Media and pandering politicians should hang heads in shame at goading vaccine deniers to put children at risk

The news sent a chill up my spine: In eight states more than 1 in 20 school children now don’t get all the vaccines required for attendance. The number of parents denying vaccines to their children is up in virtually every state. I immediately winced, imagining the unavoidable increase in children getting debilitating diseases and dying because they haven’t been vaccinated.

Many people now believe that certain vaccinations can cause autism. Others minimize the risk of getting disease. Because those opposing vaccination tend to cluster geographically, the United States is going to have pockets of disease spring up, primarily in rural areas; for example, vaccination exemptions for school children in some rural counties in Washington State have exceeded 20%. 

This non-vaccinated population is going to be visited by a plague of diseases they didn’t have to suffer. And guess who is going to pay to treat these people? Unless we end all health insurance and government health benefits, it will be all of us, just as we all pay for the irresponsible behavior of smokers and over-eaters.

The myths surrounding vaccinations have grown with public distrust of both government and science, which is why I don’t blame the parents who deny their children the protection of vaccines. They may anger me, but I don’t blame them. For the most part, they are loving parents, but misguided, gullible and poorly educated.

I blame the politicians, pundits and reporters who spout an anti-science bias in their statements denying climate change and evolution. 

I blame the anti-intellectualism of the news media that conflate the opinions of the person-in-the-street and untrained office seekers with the reasoned empirical results presented by scientists and engineers.

I blame the producers and hosts of talk shows who give ignorant celebrities time to air their mistaken notions about the dangers of vaccines.

I blame all the politicians who have told lies about vaccines causing diseases, abortion causing cancer and brain dead people being able to communicate, all in an effort to garner the votes of the ignorant and uneducated.

For the past decade or so, the main actors in our marketplace of ideas have created an atmosphere in which faith trumps science, even in the kingdom of science. They have shamelessly undercut the authority of science—which is based not on majority rule or inherited rights but on real-world facts. Now we as a nation will reap what they have sown in sick children and increased health care costs.
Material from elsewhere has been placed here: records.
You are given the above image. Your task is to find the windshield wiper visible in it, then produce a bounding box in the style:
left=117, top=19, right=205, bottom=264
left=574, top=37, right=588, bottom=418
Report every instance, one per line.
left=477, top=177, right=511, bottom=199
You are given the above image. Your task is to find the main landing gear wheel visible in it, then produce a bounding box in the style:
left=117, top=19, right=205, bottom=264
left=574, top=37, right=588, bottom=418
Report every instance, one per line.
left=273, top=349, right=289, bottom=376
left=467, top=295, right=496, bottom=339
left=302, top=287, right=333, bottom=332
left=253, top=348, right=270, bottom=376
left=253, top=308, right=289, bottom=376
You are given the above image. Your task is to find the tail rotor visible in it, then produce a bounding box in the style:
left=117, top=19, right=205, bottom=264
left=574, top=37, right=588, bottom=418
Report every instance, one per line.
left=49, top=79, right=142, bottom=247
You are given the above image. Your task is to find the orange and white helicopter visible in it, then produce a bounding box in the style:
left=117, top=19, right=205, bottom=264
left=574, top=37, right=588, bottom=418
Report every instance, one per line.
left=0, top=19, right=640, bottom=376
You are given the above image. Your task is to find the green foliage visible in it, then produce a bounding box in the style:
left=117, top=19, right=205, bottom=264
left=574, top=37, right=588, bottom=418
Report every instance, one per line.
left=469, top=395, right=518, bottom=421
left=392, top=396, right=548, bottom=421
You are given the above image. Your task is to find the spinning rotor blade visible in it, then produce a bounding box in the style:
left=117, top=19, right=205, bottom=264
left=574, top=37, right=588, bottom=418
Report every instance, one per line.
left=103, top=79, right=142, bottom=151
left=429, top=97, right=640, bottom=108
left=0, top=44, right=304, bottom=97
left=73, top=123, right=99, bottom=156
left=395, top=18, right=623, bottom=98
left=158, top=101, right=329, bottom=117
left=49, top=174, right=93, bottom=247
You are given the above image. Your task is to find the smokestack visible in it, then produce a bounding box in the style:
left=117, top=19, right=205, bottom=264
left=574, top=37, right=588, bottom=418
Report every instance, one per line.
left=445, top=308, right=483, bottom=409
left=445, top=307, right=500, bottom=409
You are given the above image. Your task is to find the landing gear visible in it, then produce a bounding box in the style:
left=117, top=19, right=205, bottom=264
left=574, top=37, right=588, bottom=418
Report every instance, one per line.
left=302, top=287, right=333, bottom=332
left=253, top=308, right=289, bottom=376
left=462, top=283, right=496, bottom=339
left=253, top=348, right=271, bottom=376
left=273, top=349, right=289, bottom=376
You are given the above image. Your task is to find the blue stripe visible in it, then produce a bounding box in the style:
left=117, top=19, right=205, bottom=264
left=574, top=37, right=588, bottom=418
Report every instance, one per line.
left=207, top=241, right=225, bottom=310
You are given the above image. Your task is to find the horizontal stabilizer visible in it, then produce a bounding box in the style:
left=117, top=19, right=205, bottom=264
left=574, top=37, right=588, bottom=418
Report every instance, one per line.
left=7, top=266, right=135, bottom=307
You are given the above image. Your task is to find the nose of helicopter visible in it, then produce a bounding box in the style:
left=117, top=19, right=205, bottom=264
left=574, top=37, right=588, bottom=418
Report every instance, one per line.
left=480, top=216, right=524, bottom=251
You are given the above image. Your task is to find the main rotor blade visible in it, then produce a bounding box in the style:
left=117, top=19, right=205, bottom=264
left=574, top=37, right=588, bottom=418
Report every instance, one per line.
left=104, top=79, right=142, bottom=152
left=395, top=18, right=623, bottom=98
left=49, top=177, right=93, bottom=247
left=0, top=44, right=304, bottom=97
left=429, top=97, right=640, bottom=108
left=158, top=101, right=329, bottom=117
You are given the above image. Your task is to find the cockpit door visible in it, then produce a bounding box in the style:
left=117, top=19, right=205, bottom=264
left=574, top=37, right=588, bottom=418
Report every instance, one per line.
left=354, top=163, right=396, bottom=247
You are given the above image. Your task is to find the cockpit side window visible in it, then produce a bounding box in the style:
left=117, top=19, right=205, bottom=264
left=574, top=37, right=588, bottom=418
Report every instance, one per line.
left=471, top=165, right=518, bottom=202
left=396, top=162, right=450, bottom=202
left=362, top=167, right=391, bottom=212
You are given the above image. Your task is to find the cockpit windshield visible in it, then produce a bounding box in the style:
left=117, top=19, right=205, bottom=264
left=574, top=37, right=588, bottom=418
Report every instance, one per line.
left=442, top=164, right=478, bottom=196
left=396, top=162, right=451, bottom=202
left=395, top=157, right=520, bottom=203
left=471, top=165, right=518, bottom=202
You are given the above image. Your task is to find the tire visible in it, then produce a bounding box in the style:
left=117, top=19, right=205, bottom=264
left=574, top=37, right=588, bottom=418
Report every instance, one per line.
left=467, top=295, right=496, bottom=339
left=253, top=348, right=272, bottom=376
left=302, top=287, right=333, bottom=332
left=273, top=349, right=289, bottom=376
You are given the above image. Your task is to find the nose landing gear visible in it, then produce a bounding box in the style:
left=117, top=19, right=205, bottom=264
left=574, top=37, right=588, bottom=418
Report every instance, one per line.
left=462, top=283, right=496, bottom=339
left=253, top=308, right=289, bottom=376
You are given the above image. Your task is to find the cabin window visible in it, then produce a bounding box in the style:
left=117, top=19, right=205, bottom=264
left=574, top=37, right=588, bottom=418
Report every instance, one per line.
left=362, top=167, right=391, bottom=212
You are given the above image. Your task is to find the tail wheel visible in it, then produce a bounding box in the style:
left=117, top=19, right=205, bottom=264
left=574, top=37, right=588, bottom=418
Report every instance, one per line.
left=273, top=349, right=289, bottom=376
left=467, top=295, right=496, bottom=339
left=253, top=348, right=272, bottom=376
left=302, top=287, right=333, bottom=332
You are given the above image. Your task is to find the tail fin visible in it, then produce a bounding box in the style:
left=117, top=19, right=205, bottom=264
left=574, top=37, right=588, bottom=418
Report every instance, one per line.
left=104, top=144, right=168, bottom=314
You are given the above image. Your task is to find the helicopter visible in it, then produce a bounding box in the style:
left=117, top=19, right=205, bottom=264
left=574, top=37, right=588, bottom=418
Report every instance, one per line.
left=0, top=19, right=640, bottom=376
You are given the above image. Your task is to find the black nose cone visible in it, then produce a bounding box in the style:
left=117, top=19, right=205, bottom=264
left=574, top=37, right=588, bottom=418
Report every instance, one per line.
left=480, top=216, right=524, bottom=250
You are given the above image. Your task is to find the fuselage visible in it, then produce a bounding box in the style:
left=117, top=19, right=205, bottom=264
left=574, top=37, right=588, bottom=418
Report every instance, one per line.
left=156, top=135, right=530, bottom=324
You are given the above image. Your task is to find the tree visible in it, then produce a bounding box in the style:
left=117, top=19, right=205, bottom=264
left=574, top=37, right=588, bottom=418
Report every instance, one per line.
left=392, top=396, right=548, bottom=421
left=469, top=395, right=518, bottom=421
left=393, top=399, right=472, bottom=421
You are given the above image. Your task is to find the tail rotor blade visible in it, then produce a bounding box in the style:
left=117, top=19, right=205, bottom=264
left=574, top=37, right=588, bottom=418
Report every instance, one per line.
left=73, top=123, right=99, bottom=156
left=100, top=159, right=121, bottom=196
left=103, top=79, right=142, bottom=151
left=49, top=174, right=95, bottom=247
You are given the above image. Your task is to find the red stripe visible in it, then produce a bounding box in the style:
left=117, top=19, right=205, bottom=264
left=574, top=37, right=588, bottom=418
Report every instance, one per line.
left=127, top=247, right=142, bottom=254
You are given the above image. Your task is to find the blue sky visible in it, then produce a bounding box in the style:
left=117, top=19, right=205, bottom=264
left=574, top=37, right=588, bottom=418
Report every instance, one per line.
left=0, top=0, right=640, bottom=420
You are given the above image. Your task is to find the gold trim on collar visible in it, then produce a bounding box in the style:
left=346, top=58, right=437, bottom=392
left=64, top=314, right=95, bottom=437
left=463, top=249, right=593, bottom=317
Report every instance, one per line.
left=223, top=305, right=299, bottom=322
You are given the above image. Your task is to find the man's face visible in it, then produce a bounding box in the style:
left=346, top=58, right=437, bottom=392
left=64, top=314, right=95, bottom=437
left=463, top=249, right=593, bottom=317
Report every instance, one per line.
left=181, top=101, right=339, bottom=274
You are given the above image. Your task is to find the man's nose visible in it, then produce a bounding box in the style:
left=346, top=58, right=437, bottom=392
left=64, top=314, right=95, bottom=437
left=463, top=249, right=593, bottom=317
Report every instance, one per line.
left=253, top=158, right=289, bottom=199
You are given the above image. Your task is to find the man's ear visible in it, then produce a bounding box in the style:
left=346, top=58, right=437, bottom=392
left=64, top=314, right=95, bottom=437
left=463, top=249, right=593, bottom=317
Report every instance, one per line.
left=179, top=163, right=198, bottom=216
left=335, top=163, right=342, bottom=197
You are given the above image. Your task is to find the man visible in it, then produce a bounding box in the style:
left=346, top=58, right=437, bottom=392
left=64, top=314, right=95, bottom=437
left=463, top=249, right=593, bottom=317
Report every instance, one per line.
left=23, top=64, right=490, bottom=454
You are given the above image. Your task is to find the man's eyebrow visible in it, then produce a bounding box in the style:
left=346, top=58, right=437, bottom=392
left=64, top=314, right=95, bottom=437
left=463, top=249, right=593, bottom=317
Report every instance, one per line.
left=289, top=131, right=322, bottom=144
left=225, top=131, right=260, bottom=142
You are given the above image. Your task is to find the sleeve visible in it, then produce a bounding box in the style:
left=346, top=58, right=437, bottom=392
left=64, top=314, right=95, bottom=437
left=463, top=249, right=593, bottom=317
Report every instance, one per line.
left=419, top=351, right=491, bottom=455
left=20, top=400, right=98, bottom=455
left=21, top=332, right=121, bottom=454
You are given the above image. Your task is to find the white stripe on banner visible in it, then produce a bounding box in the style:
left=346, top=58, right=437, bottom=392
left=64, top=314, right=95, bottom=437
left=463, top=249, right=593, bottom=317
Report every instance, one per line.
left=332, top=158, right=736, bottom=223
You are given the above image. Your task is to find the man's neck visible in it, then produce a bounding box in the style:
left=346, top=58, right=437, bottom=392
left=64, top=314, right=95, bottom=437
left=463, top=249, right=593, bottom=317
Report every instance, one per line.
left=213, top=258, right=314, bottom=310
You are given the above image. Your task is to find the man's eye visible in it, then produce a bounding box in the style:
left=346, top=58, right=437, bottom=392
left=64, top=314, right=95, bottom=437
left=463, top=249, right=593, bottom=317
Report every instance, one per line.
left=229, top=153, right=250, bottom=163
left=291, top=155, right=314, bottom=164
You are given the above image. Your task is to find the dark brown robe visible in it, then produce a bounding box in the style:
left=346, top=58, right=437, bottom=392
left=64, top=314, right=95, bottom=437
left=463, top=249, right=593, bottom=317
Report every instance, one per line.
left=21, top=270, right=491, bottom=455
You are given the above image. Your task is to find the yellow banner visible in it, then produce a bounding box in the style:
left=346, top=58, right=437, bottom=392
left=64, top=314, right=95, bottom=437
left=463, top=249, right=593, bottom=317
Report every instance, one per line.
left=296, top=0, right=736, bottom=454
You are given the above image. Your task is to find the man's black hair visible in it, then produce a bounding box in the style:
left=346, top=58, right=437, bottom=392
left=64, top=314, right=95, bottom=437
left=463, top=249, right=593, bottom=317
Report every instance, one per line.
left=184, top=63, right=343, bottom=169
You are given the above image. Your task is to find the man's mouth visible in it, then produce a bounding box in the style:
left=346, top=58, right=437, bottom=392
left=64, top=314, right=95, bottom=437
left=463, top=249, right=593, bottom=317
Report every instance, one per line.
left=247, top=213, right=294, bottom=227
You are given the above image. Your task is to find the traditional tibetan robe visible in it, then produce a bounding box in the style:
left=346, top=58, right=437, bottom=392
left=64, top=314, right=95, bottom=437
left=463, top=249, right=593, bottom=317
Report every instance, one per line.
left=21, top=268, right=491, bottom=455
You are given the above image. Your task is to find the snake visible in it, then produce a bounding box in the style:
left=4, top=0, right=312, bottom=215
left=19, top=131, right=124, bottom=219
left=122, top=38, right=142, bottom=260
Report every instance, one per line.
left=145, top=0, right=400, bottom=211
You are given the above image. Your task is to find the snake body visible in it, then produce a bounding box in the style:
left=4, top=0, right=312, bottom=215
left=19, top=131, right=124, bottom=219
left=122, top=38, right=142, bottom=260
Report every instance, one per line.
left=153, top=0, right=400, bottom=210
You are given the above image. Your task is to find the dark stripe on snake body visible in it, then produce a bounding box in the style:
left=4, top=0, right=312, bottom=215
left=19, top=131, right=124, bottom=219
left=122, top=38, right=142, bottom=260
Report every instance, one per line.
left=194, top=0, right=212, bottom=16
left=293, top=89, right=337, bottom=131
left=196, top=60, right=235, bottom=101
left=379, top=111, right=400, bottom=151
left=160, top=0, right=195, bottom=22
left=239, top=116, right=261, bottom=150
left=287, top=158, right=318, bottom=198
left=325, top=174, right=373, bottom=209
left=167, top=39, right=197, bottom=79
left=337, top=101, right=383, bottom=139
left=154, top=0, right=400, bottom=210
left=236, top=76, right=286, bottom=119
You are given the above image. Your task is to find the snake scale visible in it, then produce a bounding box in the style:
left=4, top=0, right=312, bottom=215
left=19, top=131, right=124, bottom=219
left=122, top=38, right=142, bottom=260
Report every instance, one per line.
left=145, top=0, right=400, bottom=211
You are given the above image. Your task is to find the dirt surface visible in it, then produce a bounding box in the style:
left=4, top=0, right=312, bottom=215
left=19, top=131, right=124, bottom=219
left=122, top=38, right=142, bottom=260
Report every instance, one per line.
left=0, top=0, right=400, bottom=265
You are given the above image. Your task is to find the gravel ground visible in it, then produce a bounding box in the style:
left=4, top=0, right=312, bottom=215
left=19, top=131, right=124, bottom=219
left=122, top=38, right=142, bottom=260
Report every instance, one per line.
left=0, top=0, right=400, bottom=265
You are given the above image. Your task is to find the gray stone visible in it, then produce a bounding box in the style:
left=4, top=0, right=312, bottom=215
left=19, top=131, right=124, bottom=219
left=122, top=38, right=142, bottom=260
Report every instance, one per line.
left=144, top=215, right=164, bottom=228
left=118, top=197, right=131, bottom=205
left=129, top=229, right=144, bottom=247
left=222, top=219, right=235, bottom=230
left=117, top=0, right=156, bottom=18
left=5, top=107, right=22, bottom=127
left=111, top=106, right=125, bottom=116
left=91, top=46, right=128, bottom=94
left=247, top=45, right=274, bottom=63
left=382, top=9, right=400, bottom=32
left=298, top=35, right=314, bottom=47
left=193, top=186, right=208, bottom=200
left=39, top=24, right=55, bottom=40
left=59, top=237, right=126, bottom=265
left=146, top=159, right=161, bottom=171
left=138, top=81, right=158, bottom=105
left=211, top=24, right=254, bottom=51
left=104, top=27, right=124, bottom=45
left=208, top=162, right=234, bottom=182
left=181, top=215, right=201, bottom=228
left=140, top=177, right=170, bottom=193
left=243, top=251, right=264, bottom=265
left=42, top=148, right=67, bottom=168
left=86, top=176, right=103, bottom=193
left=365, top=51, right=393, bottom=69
The Associated Press article announcing the disturbing news exemplified the approach that the mass media takes to scientific issues. The article states unequivocally that there is no truth to the myths that vaccines cause autism or other diseases. Yet the writer feels the need to quote four women who have withheld some or all of their children’s vaccinations to balance the quotes from five experts on how important it is to have children vaccinated. The writer presents everyone’s quotes with respect and objectivity, which equates the views of the misinformed parents with those of the scientists and professors. Thus, even as the AP reports the news, it undermines the authority of science in a matter of science. 

The use of this pros-versus-Joes approach leads to an aggrandizement of the vaccine deniers. Remember, they still represent a miniscule portion of the population, and yet they get feature billing of their views. The views of 99% of the public are ignored.  

I could understand putting the views of the parents opposed to vaccination in the article if the article also included the views of parents who get their children vaccinated, and in some ratio that reflected popular opinion. Since that would require quotes from 20 non-experts, I would settle for the common sense approach, say quotes from five parents who have their children vaccinated and from two who don’t. Having quotes from parents who get their kids vaccinated would have reminded us that the non-vaccinators were expressing opinions only, and that the reporter did not seek their views to balance those of the scientists.